Tommy McConnell (1955-2022)

Originaire de New York, c’est sur les fauteuils de l’Apollo que Tommy McConnell découvre la musique, avant d’apprendre la batterie. Au milieu des années 1970, il rejoint le groupe Skyy emmené par Solomon Roberts Jr et les sœurs Dunning et participe à leurs débuts discographiques pour Salsoul à la fin des années 1970 et aux albums suivants.
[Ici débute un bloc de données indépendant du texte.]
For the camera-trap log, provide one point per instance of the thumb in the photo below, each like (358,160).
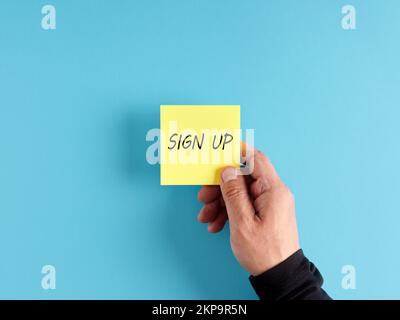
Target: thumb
(236,196)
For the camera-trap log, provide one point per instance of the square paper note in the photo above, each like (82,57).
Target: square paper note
(197,142)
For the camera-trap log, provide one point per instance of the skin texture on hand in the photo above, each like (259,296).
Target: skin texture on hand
(261,213)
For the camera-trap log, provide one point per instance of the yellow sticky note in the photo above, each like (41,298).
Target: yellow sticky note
(197,141)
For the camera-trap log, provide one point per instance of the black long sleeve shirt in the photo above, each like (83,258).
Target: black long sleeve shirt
(296,278)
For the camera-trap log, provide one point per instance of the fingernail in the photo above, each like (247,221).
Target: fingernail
(228,174)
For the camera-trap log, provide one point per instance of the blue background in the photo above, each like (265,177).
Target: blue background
(76,103)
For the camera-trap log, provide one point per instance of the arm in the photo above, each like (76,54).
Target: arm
(263,230)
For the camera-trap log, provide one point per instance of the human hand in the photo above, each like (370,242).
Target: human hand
(261,213)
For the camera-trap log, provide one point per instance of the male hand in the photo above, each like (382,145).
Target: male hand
(261,213)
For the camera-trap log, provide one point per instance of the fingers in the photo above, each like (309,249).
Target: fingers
(209,193)
(210,211)
(219,223)
(236,196)
(263,171)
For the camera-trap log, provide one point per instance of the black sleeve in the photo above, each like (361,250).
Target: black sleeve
(296,278)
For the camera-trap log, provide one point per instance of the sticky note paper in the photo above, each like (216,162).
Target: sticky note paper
(197,141)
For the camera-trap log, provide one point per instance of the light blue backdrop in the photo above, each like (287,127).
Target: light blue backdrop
(76,102)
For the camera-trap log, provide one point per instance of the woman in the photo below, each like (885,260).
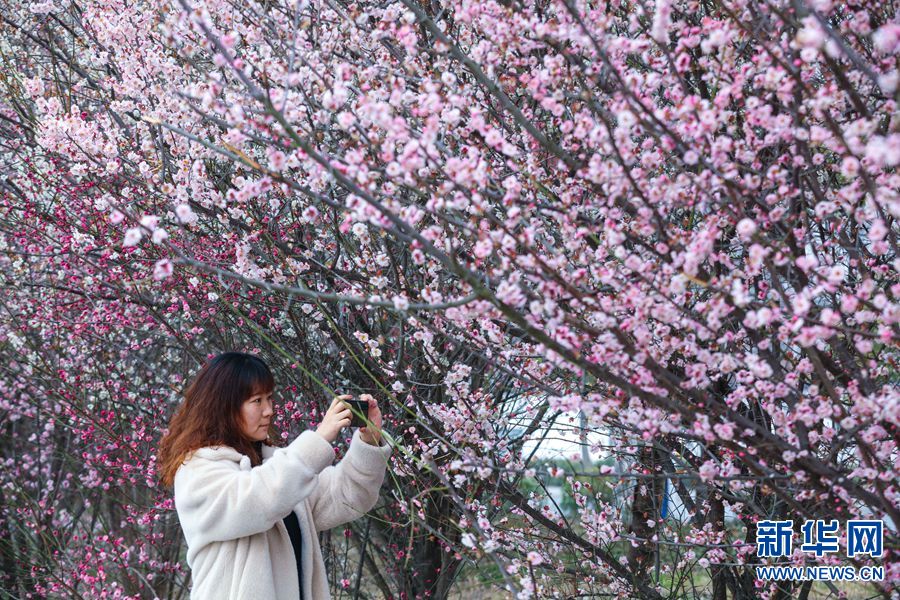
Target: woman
(250,511)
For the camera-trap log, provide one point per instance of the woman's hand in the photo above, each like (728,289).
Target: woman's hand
(336,418)
(371,434)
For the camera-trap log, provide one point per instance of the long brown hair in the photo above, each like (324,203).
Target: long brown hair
(210,414)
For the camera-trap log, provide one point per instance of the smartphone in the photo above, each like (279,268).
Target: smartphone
(360,409)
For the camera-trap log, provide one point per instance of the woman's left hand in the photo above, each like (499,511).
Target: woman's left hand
(371,434)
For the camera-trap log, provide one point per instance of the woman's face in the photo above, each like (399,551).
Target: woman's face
(257,413)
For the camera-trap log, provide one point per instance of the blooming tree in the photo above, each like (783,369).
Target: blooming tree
(669,227)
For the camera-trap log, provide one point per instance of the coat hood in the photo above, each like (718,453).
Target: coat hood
(230,454)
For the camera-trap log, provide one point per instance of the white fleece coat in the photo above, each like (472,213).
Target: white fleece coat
(231,514)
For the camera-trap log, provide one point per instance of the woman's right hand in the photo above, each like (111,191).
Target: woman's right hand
(336,418)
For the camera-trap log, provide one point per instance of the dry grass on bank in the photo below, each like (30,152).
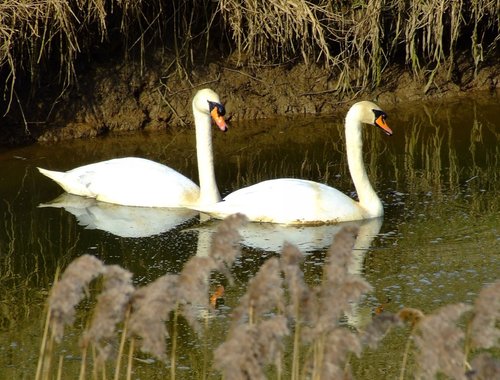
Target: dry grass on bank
(277,306)
(357,40)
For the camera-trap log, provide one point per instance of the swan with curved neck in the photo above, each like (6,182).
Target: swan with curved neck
(297,201)
(133,181)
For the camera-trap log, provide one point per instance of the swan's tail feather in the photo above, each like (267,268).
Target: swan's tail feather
(68,184)
(53,175)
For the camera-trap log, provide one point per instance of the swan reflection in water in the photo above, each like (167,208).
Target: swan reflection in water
(137,222)
(271,237)
(123,221)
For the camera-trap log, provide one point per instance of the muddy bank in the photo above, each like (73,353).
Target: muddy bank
(125,97)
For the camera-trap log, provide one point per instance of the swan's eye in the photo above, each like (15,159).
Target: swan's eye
(379,113)
(220,108)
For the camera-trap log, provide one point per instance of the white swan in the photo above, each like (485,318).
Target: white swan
(133,181)
(297,201)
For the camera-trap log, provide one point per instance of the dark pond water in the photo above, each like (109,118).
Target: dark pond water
(438,243)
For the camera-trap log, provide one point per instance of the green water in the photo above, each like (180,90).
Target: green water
(439,241)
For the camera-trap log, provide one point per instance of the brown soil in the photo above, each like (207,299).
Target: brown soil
(118,98)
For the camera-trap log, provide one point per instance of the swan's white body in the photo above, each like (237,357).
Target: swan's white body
(133,181)
(124,221)
(296,201)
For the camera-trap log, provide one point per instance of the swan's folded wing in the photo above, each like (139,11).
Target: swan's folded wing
(288,201)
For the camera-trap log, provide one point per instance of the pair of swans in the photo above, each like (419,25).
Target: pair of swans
(138,182)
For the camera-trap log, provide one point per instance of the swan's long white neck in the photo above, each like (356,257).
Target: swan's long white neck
(209,193)
(368,198)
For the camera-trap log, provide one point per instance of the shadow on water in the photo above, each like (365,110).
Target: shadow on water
(438,178)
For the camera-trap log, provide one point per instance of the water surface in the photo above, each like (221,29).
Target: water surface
(439,241)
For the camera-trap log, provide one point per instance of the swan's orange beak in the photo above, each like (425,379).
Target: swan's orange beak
(219,119)
(380,122)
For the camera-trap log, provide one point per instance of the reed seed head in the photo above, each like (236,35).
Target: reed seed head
(67,293)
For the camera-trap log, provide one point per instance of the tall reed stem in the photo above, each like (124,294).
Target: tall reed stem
(174,343)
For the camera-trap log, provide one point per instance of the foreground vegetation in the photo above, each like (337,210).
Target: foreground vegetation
(278,307)
(48,42)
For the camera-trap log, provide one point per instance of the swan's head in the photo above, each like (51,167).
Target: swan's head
(369,113)
(207,102)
Outre son rôle de batteur, responsable en particulier de la partie de batterie spectaculaire qui ouvre le tube Call me, il signe quelques titres comme Let’s celebrate et, avec le clavier Joe Williams, le numéro un R&B Start of a romance, qui permet de relancer la carrière de Skyy à la fin des années 1980.

Mickey Gilley (1936-2022)

Figure légendaire de la scène country, Mickey Gilley avait enregistré des versions country à succès de classiques R&B et soul comme Lawdy Miss Clawdy, Stand by me, You’ve really got a hold on me ou I’m your puppet et chanté en duo avec Ray Charles sur son album “Friendship”.